No, that's not on, plus it's completely illegal as I doubt very much that the seller has a zoosanitary certificate, which means it's illegal to import them into the UK.

Ade


----------



## Terrarium Supplies (May 12, 2012)

REDDEV1L said:


> There is a seller from USA selling the same tadpoles who would ship over here...
> THAT I don't agree with !!!! Live Tadpole Green Tree Frog Aquaruim Pond Koi Fish | eBay


Oh god! don't get me started again, I've expressed my views already.


----------



## Cornish-J (Sep 4, 2011)

yes, yes you have.


----------



## UndergrowthSupplies (Nov 17, 2011)

REDDEV1L said:


> There is a seller from USA selling the same tadpoles who would ship over here...
> THAT I don't agree with !!!! Live Tadpole Green Tree Frog Aquaruim Pond Koi Fish | eBay


I wonder (hope) if that is a mistake? and the postage just hasn't been changed to say not outside the US? :/


----------



## ferret1 (Nov 16, 2009)

*shocking*

This guy is doing nothing different to what the traders do pack them up before any show, i was at creaks today and there was small frogs in small tubs you cannot tell me that they was all collected first thing this morning, we all buy live food via the post so whats your probelm:bash:


----------



## ronnyjodes (Apr 29, 2011)

For 3 quid I'd have probably had a punt on these myself seeing as I've not got the energy to breed mine. I think it'd be quite interesting to try and raise them from tads to frogs. I don't have a problem with the selling or shipping method myself.


----------



## Terrarium Supplies (May 12, 2012)

Just a quick update for all, I never got a reply from the seller re: postage methods, welfare on packaging or even the ETA... I guess the seller values what is coming into his/hers PayPal more than answering a few Q's.


----------



## ronnyjodes (Apr 29, 2011)

Terrarium Supplies said:


> Just a quick update for all, I never got a reply from the seller re: postage methods, welfare on packaging or even the ETA... I guess the seller values what is coming into his/hers PayPal more than answering a few Q's.


Are you going to message the people that sell crickets, roaches, mantises, stick insects, spiders and fish on ebay as well? I don't understand the point of your crusade tbh. Even Ade, who is the first person to dive in if he spots somebody keeping frogs in unsatisfactory conditions, has said that he has no problems with it as long as they are packed well and are from the UK and not Yankeeland. They're not fully grown frogs so stress can't be an argument against posting tads and their survival chances are going to be far higher when split up. As I said before, I'd have probably bought these myself as I know I can take care of them and raise them properly which, at the end of the day, should be all that concerns us enthusiasts.


----------



## Terrarium Supplies (May 12, 2012)

For all we know mate, 10 year old kids could be buying these under their parents account that know zero about the up keep and welfare of these frogs.


----------



## FrogNick (Jul 2, 2009)

Terrarium Supplies said:


> For all we know mate, 10 year old kids could be buying these under their parents account that know zero about the up keep and welfare of these frogs.

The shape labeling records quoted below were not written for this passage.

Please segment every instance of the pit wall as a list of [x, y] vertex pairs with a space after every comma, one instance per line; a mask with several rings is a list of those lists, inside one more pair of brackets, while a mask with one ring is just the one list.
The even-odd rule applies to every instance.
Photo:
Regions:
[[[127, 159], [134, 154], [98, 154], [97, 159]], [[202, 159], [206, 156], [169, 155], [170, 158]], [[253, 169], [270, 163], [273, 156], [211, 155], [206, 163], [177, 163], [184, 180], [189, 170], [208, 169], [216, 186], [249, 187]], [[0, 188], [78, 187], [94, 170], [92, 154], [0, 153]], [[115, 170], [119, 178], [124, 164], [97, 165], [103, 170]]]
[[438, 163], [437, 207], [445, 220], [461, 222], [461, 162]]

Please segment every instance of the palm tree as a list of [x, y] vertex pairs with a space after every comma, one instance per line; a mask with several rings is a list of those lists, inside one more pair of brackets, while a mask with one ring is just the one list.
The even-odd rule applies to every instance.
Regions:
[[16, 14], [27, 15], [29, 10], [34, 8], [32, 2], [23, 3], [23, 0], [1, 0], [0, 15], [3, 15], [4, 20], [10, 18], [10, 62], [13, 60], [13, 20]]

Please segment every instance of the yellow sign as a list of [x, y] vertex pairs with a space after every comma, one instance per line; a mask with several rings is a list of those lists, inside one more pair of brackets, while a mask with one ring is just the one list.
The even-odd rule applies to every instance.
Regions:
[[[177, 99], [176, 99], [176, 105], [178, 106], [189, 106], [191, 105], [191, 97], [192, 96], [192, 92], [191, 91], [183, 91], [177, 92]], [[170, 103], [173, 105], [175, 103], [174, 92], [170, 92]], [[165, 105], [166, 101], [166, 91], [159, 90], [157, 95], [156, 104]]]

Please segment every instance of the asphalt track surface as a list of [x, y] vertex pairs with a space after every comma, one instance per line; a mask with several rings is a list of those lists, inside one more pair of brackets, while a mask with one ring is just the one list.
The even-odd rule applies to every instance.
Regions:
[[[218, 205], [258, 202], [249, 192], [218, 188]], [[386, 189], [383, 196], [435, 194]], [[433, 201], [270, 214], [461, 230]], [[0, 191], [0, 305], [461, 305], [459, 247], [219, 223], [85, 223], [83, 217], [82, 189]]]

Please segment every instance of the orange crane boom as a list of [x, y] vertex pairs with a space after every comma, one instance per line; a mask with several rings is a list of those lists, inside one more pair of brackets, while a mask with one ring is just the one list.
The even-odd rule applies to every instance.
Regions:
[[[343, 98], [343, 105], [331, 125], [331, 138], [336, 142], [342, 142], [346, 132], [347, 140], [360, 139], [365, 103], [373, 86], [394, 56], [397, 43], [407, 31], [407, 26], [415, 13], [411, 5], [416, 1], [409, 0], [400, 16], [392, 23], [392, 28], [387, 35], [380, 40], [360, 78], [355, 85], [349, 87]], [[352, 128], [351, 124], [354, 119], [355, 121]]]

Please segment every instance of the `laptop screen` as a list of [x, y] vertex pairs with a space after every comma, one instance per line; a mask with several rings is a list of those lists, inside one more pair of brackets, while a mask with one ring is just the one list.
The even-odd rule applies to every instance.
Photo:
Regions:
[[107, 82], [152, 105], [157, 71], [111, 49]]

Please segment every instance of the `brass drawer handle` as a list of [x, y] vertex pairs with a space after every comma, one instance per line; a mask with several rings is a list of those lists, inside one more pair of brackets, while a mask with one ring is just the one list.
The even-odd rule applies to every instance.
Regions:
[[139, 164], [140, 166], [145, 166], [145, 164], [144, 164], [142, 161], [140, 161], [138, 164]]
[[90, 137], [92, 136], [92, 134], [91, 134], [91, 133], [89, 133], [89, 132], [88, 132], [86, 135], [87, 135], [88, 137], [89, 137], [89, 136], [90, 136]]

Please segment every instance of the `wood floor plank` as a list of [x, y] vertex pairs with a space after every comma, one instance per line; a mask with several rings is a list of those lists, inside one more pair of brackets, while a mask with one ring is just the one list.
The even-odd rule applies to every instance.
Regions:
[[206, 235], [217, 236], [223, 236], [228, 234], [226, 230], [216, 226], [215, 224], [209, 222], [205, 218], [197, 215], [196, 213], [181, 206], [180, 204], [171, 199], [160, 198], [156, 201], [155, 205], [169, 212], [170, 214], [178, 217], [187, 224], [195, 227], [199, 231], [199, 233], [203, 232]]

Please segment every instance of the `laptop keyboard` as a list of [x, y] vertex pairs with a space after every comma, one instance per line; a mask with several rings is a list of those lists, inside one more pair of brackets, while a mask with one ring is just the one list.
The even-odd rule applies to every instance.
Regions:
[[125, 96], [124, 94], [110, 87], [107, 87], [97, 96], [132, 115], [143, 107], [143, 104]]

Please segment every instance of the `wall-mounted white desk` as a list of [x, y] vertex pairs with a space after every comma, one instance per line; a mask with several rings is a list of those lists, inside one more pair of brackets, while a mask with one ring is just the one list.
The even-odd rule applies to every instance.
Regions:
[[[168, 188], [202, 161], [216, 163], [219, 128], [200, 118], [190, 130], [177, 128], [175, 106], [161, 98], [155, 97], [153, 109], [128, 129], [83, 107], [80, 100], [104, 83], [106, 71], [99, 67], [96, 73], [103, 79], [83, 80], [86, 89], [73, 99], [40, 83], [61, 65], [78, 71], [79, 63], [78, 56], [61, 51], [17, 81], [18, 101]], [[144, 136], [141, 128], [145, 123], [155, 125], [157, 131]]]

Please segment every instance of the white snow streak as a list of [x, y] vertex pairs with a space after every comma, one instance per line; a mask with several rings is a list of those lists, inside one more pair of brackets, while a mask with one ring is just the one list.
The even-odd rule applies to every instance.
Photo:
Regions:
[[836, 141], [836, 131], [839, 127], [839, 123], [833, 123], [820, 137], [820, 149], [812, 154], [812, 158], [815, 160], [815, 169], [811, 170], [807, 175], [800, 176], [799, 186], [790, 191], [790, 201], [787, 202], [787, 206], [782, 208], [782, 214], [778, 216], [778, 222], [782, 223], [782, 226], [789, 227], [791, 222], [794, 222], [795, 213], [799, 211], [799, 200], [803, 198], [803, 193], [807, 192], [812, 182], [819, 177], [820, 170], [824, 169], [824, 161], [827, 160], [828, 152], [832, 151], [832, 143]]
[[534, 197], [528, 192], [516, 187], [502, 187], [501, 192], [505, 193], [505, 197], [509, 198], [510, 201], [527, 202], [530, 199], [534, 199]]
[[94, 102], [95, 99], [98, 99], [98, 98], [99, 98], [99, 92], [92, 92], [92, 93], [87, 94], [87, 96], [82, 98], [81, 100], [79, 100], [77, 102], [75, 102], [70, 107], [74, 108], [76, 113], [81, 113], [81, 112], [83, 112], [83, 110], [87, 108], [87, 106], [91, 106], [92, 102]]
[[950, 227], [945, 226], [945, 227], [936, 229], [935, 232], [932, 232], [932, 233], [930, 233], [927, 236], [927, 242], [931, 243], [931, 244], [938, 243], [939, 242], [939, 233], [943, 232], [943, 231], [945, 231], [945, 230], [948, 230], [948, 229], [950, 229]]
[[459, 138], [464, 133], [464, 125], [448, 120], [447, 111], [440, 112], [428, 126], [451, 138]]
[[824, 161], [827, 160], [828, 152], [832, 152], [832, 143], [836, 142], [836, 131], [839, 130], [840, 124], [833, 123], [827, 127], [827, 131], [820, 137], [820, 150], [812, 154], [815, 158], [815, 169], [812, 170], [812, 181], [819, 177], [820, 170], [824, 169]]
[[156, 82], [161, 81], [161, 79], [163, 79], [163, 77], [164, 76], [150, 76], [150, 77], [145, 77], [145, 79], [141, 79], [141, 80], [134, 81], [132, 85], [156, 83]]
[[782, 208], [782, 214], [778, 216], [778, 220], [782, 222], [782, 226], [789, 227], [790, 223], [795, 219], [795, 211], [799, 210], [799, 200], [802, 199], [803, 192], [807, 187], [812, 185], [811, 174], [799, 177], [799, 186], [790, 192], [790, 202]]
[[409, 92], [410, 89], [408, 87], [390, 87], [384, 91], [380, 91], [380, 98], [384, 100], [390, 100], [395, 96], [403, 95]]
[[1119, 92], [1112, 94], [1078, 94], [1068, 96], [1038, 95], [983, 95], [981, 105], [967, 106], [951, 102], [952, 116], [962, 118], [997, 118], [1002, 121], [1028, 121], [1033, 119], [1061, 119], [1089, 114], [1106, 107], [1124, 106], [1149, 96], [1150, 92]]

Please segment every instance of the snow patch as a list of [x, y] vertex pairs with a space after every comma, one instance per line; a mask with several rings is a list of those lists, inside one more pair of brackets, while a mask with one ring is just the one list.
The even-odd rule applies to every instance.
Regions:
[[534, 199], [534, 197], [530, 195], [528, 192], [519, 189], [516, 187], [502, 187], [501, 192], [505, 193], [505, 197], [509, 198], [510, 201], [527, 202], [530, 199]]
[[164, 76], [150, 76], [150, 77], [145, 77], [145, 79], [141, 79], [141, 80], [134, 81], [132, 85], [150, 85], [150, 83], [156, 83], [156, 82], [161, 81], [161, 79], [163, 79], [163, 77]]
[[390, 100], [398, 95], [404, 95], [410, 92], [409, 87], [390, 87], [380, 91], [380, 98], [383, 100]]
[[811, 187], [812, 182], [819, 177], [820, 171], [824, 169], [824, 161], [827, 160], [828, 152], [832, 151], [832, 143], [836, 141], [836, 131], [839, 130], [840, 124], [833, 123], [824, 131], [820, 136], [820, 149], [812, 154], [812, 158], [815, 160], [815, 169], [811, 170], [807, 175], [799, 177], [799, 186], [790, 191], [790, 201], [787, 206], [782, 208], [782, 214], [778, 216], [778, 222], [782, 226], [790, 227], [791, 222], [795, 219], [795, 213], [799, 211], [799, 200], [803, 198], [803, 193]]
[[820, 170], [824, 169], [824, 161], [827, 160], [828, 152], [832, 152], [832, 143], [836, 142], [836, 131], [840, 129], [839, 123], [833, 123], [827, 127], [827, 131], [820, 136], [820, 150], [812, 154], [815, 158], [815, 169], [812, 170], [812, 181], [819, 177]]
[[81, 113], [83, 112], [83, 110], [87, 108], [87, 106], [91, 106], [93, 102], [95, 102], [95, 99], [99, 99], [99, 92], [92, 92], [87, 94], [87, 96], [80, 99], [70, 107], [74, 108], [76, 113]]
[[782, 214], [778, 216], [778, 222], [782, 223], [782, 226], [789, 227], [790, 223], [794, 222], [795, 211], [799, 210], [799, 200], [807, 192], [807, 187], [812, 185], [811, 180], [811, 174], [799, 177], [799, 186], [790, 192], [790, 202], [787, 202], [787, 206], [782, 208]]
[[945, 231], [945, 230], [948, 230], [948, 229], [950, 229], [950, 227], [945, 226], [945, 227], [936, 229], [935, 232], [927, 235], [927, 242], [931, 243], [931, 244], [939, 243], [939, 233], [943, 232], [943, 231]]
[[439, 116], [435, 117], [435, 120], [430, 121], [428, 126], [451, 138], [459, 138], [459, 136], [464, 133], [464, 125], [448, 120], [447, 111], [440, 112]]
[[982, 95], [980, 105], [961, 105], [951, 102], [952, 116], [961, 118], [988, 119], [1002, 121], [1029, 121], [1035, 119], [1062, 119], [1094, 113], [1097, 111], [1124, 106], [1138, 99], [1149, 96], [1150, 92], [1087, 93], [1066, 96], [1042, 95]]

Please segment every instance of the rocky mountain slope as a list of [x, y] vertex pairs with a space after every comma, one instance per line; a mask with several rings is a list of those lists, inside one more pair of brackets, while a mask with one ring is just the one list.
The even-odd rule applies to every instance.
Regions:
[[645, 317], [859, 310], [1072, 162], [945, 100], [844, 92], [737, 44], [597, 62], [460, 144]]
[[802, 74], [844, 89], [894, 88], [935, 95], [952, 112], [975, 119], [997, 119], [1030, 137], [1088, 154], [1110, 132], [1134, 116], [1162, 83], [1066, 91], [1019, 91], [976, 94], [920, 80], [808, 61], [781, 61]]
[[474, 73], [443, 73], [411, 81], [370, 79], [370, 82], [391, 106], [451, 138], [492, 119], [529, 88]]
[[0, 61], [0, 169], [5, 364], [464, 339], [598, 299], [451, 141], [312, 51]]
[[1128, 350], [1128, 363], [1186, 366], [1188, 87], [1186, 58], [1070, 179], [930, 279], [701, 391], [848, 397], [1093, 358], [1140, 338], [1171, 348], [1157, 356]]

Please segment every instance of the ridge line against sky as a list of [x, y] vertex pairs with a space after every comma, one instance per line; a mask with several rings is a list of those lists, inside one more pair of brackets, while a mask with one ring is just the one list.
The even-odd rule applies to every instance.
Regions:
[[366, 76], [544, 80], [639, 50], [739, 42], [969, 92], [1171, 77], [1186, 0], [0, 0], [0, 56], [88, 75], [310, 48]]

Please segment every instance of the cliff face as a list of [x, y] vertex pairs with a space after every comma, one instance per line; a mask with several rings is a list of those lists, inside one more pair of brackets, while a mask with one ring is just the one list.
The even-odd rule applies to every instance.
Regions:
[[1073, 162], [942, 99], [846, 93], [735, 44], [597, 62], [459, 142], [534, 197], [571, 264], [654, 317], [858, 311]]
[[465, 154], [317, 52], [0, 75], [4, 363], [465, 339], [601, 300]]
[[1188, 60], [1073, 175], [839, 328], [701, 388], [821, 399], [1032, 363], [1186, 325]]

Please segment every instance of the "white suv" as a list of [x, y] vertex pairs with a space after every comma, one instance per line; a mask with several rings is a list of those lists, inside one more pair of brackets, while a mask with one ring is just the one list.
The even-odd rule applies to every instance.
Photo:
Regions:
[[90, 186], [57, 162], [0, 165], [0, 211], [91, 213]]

bare in mind that they would need to raise them first, and to be honest if it gets children interested then its worth it even if the result in the tadpole dying - so what they are not endangered or rare by any stretch. I know of a zoo that destroy dart frogs eggs as they breed too much and of another one that uses tricolor froglets as feeder food for other animals as they breed so much.


----------



## colinm (Sep 20, 2008)

Terrarium Supplies said:


> For all we know mate, 10 year old kids could be buying these under their parents account that know zero about the up keep and welfare of these frogs.


Well thats how I got interested in amphibians,not off ebay but by going down to the local pond and catching newts and taking frog spawn.There is nothing wrong with that people have to start somewhere,sure they will have losses. But you cant guarantee that all frogs will survive even when sold to adults.

Sending spawn and tadpoles by the post isn`t illegal as far as I am aware.You are not allowed to send vertebrates.


----------



## ronnyjodes (Apr 29, 2011)

colinm said:


> Well thats how I got interested in amphibians,not off ebay but by going down to the local pond and catching newts and taking frog spawn.There is nothing wrong with that people have to start somewhere,sure they will have losses. But you cant guarantee that all frogs will survive even when sold to adults.
> 
> Sending spawn and tadpoles by the post isn`t illegal as far as I am aware.You are not allowed to send vertebrates.


Exactly how I got in to it, go down the local pond finding frog spawn, rearing tads in to froglets and then releasing them was massively rewarding for an 8 year old. 
If a ten year old kid is interested enough in frogs to hack his parents account to buy 3 quids worth of tads then fair play to them as they're obviously determined enough and interested enough to want to raise them in to frogs.
Mr Terrarium supplies, I'd give up now as you're fighting a losing battle.


----------



## Terrarium Supplies (May 12, 2012)

Not here to fight any battles mate as this is an open playing field is it not? I started the topic to air my own views on the matter and gather other keepers views and opinions. Surely it's not about being right or wrong as a forum is a place where we can express such thoughts in a collective and friendly manner? After all, we are all here as we share a passion for these delightful and rewarding species irrelevant if at times we beg to differ.


----------



## ronnyjodes (Apr 29, 2011)

Terrarium Supplies said:


> Not here to fight any battles mate as this is an open playing field is it not? I started the topic to air my own views on the matter and gather other keepers views and opinions. Surely it's not about being right or wrong as a forum is a place where we can express such thoughts in a collective and friendly manner? After all, we are all here as we share a passion for these delightful and rewarding species irrelevant if at times we beg to differ.


It's nothing personal against you, we all have our own opinions and i never said you were wrong to think that but that there's certainly a much stronger case for selling via ebay and posting tads than there is against it. All I would say is that we're up to four pages and nobody else is agreeing with you so posting updates on the seller not replying to you on ebay is probably going to fall on deaf ears.


----------